Nanowire integration in silica based integrated optical circuits: Limitations and challenges towards quantum computing

Optical integrated circuits suggest a very promising platform for the development of robust and efficient quantum computers. A critical issue to their development and scalability is the integration of multiple single photon sources in the circuits. One major category of single photon sources is based on quantum dots that are embedded in semiconductor optical nanowires (NWQD) that allow their accurate handing and deterministic integration. Successful integrations of such nanowires have been reported in high index platforms like silicon or silicon nitride, with adequate coupling efficiency due the modal characteristics compatibility. On the other hand, Silica-on-Silicon is a major integration platform, which combined with new fabrication approaches like direct laser writing, for the definition of optical structures with refractive index modification, can provide the fabrication of highly optimized and tailor-made circuits by rapid prototyping. Considering for the first time the integration scenario of NWQD in laser written silica-based waveguides it is shown that the low (similar to 10(-3)) achievable refractive index contrast imposes strict limitations on the compatibility of such waveguides with NWQD resulting in general in low coupling efficiency.

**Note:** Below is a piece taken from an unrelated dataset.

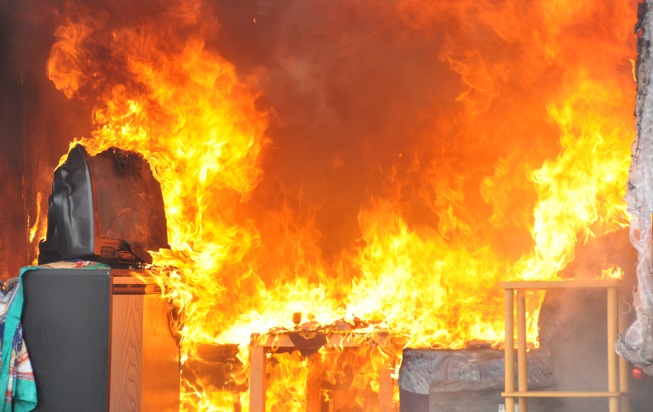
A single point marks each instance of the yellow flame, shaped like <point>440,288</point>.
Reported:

By considering several design and fabrication issues, suitable integration approaches with adequate efficiency are demonstrated, while also the limitations and challenges are revealed thus triggering new research directions.

Automated summary

Optical integrated circuits are seen as a promising platform for developing robust and efficient quantum computers. The integration of multiple single photon sources in these circuits is a critical issue for scalability. This study explores the integration of quantum dots embedded in semiconductor optical nanowires in different platforms and reveals limitations and challenges due to low achievable refractive index contrast. Suitable integration approaches with adequate efficiency are demonstrated.